Although deep learning has demonstrated remarkable capability in learning from unstructured data, modern tree-based ensemble models remain superior in extracting relevant information and learning from structured datasets. While several efforts have been made to accelerate tree-based models, the inherent characteristics of the models pose significant challenges for conventional accelerators. Recent research leveraging content-addressable memory (CAM) offers a promising solution for accelerating tree-based models, yet existing designs suffer from excessive memory consumption and low utilization. This work addresses these challenges by introducing RETENTION, an end-to-end framework that significantly reduces CAM capacity requirement for tree-based model inference.
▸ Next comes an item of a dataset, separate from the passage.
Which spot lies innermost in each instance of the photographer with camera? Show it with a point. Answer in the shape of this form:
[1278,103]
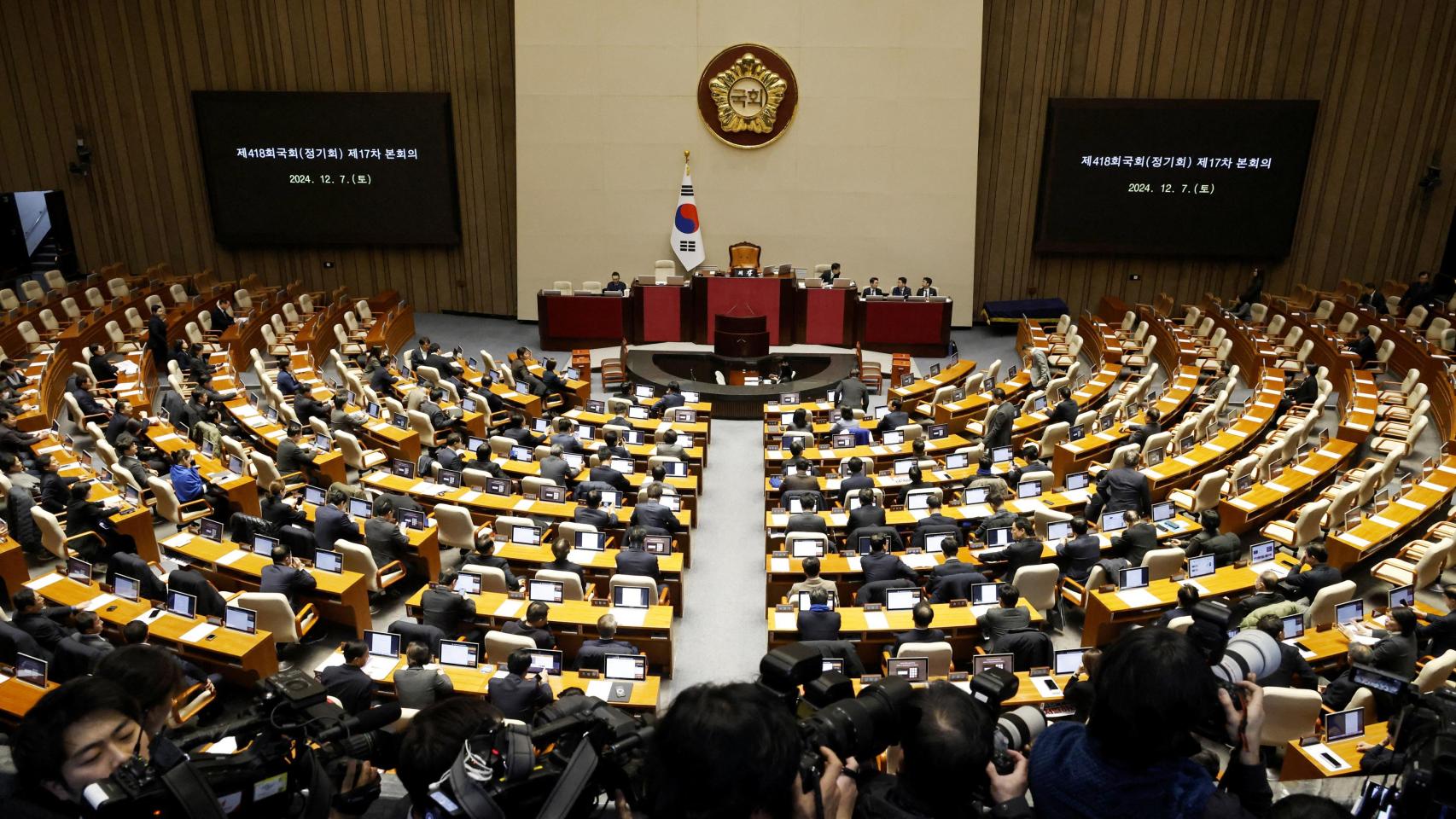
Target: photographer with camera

We propose an iterative pruning algorithm with a novel pruning criterion tailored for bagging-based models (e.g., Random Forest), which minimizes model complexity while ensuring controlled accuracy degradation. Additionally, we present a tree mapping scheme that incorporates two innovative data placement strategies to alleviate the memory redundancy caused by the widespread use of don't care states in CAM. Experimental results show that implementing the tree mapping scheme alone reduces CAM capacity requirement by $1.46\times$ to $21.30 \times$, while the full RETENTION framework achieves $4.35\times$ to $207.12\times$ reduction with less than 3\% accuracy loss. These results demonstrate that RETENTION is highly effective in minimizing CAM resource demand, providing a resource-efficient direction for tree-based model acceleration.

翻译：尽管深度学习在处理非结构化数据方面展现出卓越的学习能力，但现代基于树的集成模型在从结构化数据集中提取相关信息和学习方面仍具优势。虽然已有若干研究致力于加速树模型，但模型的内在特性对传统加速器构成了显著挑战。近期利用内容寻址存储器（CAM）的研究为加速树模型提供了有前景的解决方案，然而现有设计存在内存消耗过高和利用率低下的问题。本研究通过提出RETENTION——一个端到端的框架，显著降低了树模型推理所需的CAM容量需求，从而应对这些挑战。我们提出了一种针对装袋类模型（如随机森林）设计的迭代剪枝算法，该算法采用新颖的剪枝准则，在确保精度损失可控的前提下最小化模型复杂度。此外，我们提出了一种树映射方案，该方案融合了两种创新的数据布局策略，以缓解CAM中因广泛使用无关状态而导致的内存冗余。实验结果表明，仅实施树映射方案即可将CAM容量需求降低$1.46\times$至$21.30\times$，而完整的RETENTION框架在精度损失小于3%的情况下实现了$4.35\times$至$207.12\times$的降低。这些结果证明RETENTION在最小化CAM资源需求方面具有高效性，为树模型加速提供了资源高效的发展方向。